Let’s be honest: being a good non-profit executive is lonely. There are often subjects about which the leader cannot confide in even with the best board member or staff team player.
Here’s one way for committed organizational leaders to build confidence, avoid re-inventing the wheel, and get help solving problems: participation in a non-profit executive support group.

Think of it as peer-to-peer mentoring.

Do non-profit executive support groups currently exist? Yes. They are sometimes established by a formal entity, like Denver’s Executive Leadership Institute. http://www.cshares.org/executive-leadership-institute.html. Or, leaders can organize them on their own.

What are they like? Think of them as informal peer-to-peer mentoring within an ongoing, trusted group. They are usually small in size—eight to ten is best. They meet regularly—often monthly—and at a set time, usually for 60 – 90 minutes. Their cost is minimal and you won’t have to consume time in planning or maintenance.

What are criteria for joining? Generally speaking, the participants are all current non-profit executive directors or CEOs. Over time, members might transition to a different status, but initially they all share the experience of being the top staff leader of a non-profit organization.

Do these groups allow newcomers? Yes, but with a caveat: one of the characteristics of the more successful groups is that their membership is stable. They don’t have big turnover so newcomers are infrequent. This stability helps the leaders support each other more efficiently. If their numbers get low they’ll invite new people in, of course. And new groups establishing themselves will be actively on the lookout for members.

Don’t the leaders compete with each other? Yes, and in fact they’re often in the same non-profit industry, pursuing the same resources and seeking to brand their own organizations. Here’s the shocker: it’s not a problem (groups where it proves a problem are going about things wrong). In fact, some of the best funding opportunities come from working together to achieve the same support. Occasionally, leaders work together to improve the funding landscape for collective issues. This was definitely the case I experienced as chairperson with the other executive leaders in the Youth Mentoring Collaborative.

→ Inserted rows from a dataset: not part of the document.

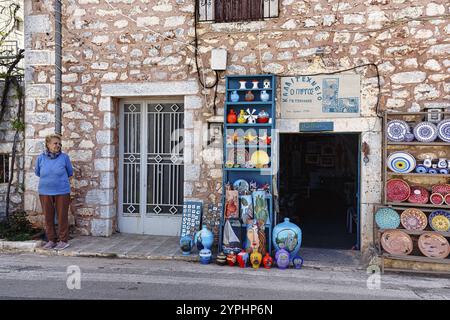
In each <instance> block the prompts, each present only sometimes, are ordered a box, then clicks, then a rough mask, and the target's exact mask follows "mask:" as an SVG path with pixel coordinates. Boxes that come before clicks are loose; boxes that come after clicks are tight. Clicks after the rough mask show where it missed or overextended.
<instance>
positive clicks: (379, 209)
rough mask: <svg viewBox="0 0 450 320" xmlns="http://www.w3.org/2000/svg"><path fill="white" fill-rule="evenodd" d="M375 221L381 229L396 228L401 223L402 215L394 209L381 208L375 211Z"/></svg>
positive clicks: (393, 228) (391, 228)
mask: <svg viewBox="0 0 450 320" xmlns="http://www.w3.org/2000/svg"><path fill="white" fill-rule="evenodd" d="M375 222H376V224H377V225H378V228H380V229H396V228H398V226H399V225H400V216H399V214H398V213H397V211H395V210H394V209H391V208H380V209H378V210H377V212H376V213H375Z"/></svg>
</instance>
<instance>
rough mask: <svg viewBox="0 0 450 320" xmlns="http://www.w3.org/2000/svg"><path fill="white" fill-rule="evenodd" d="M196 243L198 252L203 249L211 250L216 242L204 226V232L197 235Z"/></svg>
mask: <svg viewBox="0 0 450 320" xmlns="http://www.w3.org/2000/svg"><path fill="white" fill-rule="evenodd" d="M194 242H195V245H196V246H197V249H198V251H200V250H202V249H208V250H211V247H212V245H213V242H214V234H213V233H212V232H211V231H209V230H208V229H207V228H206V226H205V225H203V226H202V230H200V231H199V232H197V233H196V234H195V238H194Z"/></svg>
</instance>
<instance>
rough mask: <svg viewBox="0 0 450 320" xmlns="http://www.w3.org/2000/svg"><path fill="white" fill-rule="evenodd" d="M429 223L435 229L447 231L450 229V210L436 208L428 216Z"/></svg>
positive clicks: (432, 227)
mask: <svg viewBox="0 0 450 320" xmlns="http://www.w3.org/2000/svg"><path fill="white" fill-rule="evenodd" d="M428 223H429V224H430V226H431V228H433V230H434V231H443V232H447V231H449V230H450V212H447V211H443V210H436V211H433V212H432V213H430V215H429V216H428Z"/></svg>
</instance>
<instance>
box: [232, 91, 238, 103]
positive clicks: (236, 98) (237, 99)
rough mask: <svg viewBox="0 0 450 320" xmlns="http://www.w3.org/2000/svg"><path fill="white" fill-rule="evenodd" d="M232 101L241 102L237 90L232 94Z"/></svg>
mask: <svg viewBox="0 0 450 320" xmlns="http://www.w3.org/2000/svg"><path fill="white" fill-rule="evenodd" d="M230 99H231V102H238V101H239V94H238V93H237V91H236V90H234V91H232V92H231V95H230Z"/></svg>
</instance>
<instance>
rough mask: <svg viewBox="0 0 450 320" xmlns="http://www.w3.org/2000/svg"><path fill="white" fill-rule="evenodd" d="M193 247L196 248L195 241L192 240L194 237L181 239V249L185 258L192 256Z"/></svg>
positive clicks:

If I want to start a group of my own, what is integral to success? Most importantly, the group must be a safe place to talk; confidentiality is key. Also, relationships matter, so if you’re forming a new group, first connect with one to three other leaders with whom you work well. Then, you can each invite several more. Also, participants in existing groups relate that they were more committed to the group if they were rewarded immediately with valuable input and support. It whets their appetite for more.

How do you handle confidential issues? There’s a confidentiality agreement statement—stick to it. When a new member joins, go around the room and talk about what that agreement means.

What’s the secret sauce for staying together? Trust. Also real time advice and counsel and thoughtfulness. Having someone to talk with about the varied and complex challenges and opportunities we face is the glue holding the group together. Members feel support and experience professional development that builds confidence to make decisions. The knowledge that all the leaders have gone through many of same problems is powerful.

Where does the group meet? The group needs privacy. Often one of the group’s conference rooms works well. Don’t make it complicated: provide coffee and water and that’s enough. Participants can brown bag it if they work better over food.

Do the meetings use formal agendas? They can be formalized but, again, don’t make this one more meeting somebody needs to brainstorm, plan, and worry about executing. Often the most important discussions aren’t ever on an agenda. Instead, try a format for each meeting the first time and try not to vary that. If the group goes off on a tangent, consider self-imposed time limits. Maybe one person could step in to facilitate.

Some groups might decide there’s a theme for the year, or month, or quarter—in addition to real-time problem solving with each other. Maybe it’s about board work, financial stability, HR issues.

Are there any shared costs? Few to none. This experience is about time together, not financial resources.

What about 1:1 coaching? Some leaders use both the support group and an individual coach. A big benefit to forming a group is the shared expertise, whereas the benefit of the one-on-one coaching is the personalization.

The above information is a synthesis of several groups’ experiences. Thanks to Bebe Kleinman, CEO of Doctors Care. www.doctorscare.org and Carlo Kriekels, co-founder and executive director to the YESS Institute www.yessinstitute.org. As Bebe said, “I wouldn’t be the CEO if I didn’t have my group to go to with so many issues and questions.”